Fact: Marijuana Can Increase The Risk Of Psychosis

For many years, concerned individuals linked marijuana use to an increased rate of mental health issues, but they lacked strong data. Instead, they had simple correlation, which proved problematic since individuals with mental health disorders are more likely to self-medicate with various substances, including marijuana. This made it difficult to assess the reality of the situation.

What we now know is that, while it is not a fixed risk factor, in some individuals, marijuana use can increase the risk of developing psychosis. Specifically, individuals with a particular AKT1 gene variant have an increased likelihood of developing schizophrenia or other forms of psychosis as adults if they use marijuana in adolescence. For this reason, many doctors who otherwise endorse or do not have significant problems with marijuana use generally discourage its use during adolescence when the brain is still developing.
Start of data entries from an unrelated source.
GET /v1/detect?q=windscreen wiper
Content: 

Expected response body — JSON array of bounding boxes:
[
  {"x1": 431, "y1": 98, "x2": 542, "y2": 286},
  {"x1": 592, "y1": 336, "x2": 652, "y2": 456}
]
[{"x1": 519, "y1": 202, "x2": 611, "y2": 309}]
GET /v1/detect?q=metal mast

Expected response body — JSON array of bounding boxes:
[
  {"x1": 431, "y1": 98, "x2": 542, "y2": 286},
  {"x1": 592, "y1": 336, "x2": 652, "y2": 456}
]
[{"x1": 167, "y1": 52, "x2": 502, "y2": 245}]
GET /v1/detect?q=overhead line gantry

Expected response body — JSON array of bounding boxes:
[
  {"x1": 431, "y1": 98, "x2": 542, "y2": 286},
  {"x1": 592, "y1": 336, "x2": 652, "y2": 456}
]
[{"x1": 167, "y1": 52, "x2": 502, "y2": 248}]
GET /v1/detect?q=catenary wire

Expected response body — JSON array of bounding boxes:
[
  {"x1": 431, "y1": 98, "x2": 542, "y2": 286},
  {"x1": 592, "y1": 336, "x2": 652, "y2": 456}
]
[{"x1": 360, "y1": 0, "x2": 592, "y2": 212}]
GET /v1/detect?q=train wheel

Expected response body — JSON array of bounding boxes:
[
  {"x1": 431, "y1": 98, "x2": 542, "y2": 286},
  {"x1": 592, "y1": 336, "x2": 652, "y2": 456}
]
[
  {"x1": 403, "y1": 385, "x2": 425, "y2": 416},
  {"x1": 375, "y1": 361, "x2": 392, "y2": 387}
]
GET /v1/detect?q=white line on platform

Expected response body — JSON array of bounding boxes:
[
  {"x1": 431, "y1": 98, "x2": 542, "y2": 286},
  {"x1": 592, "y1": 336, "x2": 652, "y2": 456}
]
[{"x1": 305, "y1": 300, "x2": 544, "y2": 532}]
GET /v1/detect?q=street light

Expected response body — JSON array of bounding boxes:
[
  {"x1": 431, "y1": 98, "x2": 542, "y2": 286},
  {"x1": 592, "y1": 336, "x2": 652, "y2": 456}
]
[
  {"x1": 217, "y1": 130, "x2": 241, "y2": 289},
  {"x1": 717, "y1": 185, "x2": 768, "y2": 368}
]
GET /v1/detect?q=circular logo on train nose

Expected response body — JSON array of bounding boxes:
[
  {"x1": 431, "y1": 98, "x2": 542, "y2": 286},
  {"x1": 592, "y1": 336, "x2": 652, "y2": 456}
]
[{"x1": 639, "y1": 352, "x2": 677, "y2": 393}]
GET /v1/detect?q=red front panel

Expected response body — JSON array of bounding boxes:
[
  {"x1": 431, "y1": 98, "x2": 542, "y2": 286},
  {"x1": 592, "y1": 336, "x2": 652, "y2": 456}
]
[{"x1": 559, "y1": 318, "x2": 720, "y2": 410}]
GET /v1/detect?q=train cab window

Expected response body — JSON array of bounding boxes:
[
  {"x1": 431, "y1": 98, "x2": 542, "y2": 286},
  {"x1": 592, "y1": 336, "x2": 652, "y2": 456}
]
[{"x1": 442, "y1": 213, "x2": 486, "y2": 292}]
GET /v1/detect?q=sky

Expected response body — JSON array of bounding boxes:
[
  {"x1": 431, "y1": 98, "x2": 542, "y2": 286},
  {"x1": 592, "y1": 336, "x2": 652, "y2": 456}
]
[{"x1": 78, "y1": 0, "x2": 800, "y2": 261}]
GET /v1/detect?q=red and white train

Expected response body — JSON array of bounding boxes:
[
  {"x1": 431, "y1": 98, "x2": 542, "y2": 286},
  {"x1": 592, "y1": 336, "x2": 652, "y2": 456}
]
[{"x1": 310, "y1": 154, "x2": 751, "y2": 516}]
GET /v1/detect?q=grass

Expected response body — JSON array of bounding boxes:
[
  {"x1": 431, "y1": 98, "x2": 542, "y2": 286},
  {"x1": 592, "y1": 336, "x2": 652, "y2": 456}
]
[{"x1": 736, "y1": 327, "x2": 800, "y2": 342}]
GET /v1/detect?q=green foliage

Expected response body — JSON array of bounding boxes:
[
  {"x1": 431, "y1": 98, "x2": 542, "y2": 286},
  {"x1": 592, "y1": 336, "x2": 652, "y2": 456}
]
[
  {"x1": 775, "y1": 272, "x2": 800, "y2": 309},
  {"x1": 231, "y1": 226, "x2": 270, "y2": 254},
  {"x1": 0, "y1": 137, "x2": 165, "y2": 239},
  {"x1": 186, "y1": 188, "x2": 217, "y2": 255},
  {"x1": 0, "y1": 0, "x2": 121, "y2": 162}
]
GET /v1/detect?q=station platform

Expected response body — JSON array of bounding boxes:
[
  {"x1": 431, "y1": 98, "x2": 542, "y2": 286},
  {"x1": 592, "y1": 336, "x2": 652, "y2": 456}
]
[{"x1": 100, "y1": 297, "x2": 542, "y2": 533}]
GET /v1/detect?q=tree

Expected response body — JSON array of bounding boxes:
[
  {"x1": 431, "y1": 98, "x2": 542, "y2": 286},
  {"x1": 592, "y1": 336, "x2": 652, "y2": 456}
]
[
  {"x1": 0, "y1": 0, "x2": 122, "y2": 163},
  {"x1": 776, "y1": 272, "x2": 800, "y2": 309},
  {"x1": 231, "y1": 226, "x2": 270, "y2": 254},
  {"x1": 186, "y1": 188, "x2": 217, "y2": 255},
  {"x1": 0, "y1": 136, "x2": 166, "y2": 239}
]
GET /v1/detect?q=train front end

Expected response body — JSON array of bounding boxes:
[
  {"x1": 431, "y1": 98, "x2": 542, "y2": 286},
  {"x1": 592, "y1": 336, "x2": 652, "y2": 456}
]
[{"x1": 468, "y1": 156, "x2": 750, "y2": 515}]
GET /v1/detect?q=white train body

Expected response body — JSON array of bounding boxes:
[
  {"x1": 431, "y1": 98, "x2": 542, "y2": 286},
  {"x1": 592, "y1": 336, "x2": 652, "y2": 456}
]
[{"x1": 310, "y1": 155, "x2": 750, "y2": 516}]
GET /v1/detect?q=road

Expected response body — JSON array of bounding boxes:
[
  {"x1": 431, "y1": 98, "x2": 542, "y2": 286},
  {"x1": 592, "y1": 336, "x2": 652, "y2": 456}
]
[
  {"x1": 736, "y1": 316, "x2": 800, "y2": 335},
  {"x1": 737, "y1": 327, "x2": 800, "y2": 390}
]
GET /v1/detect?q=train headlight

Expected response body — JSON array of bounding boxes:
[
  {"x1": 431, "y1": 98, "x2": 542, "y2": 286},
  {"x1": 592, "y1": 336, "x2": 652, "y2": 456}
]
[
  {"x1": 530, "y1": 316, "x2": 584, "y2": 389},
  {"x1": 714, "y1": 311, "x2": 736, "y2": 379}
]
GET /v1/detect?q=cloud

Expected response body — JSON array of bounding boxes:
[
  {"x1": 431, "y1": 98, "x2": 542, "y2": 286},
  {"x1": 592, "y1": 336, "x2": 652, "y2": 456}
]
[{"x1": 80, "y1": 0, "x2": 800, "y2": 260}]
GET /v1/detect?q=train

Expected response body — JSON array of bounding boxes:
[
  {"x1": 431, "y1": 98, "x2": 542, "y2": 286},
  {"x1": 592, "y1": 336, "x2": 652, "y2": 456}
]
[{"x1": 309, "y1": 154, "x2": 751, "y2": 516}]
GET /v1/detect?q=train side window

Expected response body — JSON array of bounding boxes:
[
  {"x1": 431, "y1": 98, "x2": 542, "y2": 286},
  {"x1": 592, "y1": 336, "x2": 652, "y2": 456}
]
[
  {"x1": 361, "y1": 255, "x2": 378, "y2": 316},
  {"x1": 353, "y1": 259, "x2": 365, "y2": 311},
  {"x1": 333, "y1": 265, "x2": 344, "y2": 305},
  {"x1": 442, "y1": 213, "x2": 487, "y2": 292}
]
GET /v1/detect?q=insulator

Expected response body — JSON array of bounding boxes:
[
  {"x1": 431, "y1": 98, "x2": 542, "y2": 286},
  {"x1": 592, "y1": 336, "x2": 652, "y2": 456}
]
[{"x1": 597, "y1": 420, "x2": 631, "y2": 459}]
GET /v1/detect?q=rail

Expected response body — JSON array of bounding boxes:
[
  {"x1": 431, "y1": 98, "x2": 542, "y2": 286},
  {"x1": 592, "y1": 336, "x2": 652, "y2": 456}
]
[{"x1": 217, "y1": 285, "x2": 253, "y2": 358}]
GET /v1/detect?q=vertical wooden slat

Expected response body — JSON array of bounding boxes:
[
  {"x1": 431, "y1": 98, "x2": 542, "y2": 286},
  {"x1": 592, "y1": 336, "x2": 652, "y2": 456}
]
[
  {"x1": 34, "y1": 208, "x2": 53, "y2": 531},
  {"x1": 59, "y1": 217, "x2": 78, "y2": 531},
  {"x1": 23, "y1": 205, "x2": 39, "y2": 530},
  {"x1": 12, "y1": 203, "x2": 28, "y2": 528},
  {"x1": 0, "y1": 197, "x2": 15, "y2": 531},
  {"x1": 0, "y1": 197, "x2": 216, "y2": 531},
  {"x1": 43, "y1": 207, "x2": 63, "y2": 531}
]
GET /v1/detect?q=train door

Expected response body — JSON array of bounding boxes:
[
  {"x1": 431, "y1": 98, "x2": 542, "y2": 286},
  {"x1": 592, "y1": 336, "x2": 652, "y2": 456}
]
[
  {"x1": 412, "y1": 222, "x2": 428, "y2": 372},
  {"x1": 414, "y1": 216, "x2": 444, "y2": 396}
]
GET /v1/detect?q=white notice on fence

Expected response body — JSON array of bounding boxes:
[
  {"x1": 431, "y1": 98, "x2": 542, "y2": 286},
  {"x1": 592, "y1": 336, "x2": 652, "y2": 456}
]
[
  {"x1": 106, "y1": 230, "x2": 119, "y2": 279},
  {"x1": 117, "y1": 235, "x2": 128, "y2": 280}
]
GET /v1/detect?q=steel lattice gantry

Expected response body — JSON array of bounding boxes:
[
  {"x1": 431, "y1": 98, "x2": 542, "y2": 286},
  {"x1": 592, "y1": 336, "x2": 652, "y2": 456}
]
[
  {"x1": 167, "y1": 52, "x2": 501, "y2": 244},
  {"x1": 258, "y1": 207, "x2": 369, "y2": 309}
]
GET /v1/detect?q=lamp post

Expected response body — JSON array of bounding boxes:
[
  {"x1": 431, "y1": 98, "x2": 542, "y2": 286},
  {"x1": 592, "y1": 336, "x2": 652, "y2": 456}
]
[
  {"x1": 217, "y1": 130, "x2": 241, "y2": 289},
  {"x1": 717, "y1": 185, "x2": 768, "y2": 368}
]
The Final Conclusion: Marijuana Is A Mixed Bag

While recent research demonstrates that there are definite benefits to marijuana use under certain circumstances and that many of the risks have been overstated, there are also still concerns that need to be addressed. Luckily, there’s been a significant increase in marijuana-related research in recent years. As we gain more insight into its chemical properties, professionals, families, and individuals will be able to make more informed choices about its use.